Браник двумя пальцами провел по густым щеточкам усов, посмотрел на мальчика.
— Мазать нельзя, — сказал он, и его живые орехово-карие глаза блестели, словно улыбались.
— Ну, а если?
Лицо молодого рабочего помрачнело. — Нельзя!
Полицейские растянулись полукружьем шагах в тридцати — сорока от горловины улицы, одни прямили сабли, другие утирали лица, поправляли кивера: как видно, ждали приказа.
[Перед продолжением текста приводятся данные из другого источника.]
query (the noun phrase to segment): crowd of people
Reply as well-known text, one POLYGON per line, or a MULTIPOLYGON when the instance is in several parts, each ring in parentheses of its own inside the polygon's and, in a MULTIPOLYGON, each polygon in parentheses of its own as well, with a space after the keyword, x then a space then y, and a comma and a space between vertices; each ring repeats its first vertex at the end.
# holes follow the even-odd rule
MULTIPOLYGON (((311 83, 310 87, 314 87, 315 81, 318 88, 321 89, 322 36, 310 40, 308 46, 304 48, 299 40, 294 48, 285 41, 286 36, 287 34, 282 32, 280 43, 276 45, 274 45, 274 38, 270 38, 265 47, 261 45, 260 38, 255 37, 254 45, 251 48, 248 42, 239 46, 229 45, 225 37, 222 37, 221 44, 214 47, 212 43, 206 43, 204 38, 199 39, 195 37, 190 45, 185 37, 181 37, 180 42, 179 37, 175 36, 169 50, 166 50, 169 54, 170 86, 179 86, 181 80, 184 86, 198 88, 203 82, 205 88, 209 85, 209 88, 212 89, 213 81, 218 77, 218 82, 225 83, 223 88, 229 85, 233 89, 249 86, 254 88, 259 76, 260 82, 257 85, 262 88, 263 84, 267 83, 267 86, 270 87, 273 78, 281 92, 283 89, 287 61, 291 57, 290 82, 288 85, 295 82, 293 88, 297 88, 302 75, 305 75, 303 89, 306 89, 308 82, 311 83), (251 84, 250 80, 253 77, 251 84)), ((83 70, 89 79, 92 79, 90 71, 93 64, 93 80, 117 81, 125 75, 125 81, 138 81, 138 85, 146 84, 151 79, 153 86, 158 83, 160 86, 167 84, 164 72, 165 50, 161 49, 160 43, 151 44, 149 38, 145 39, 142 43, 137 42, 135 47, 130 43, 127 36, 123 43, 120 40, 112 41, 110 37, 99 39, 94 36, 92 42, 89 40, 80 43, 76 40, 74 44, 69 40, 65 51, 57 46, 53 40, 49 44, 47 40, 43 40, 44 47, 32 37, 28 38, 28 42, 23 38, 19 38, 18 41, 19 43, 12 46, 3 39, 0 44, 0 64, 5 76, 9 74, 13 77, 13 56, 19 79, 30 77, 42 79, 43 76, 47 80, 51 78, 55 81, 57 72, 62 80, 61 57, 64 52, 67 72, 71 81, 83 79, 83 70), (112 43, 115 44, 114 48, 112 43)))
— А если все-таки промажу? — настойчиво повторил Балинт.
Браник опять поглядел на него.
— Тогда плати, браток, — отрубил он сурово. — Но помни, пролетарию за все про все вдвое платить приходится!
— Это я уже знаю, — кивнул мальчик.
Сам Браник целился точно; расчетливо выбрав минуту, когда полицейский, в тридцати шагах от него, обернулся и что-то сказал своему товарищу, он угодил ему углем в самое ухо. От Кёрёнда шагом приближался отряд конной полиции. — Отступаем, браток! — сказал Браник, выпрямляясь и качнув широкими плечами. — Бегство позорно, зато нам на пользу. Пролетарий покуда может тратить силы только на то, что ему полезно, на прочее-то пока не хватает. Ну, помолимся еще напоследок, товарищи, — обратился он к людям, яростно бомбардировавшим полицейских, — да и наутек, пока не поздно.
Балинт увидел вдруг, что по морщинистому лицу худого рабочего, который, часто моргая, стоял с ним рядом, катятся слезы. Плакали и другие, плакали и матерились в бессильной злости. Человек в кондукторской форме, изо рта и от одежды которого еще несло веселым чесночным запахом утренней трапезы, яростно орал что-то невнятное.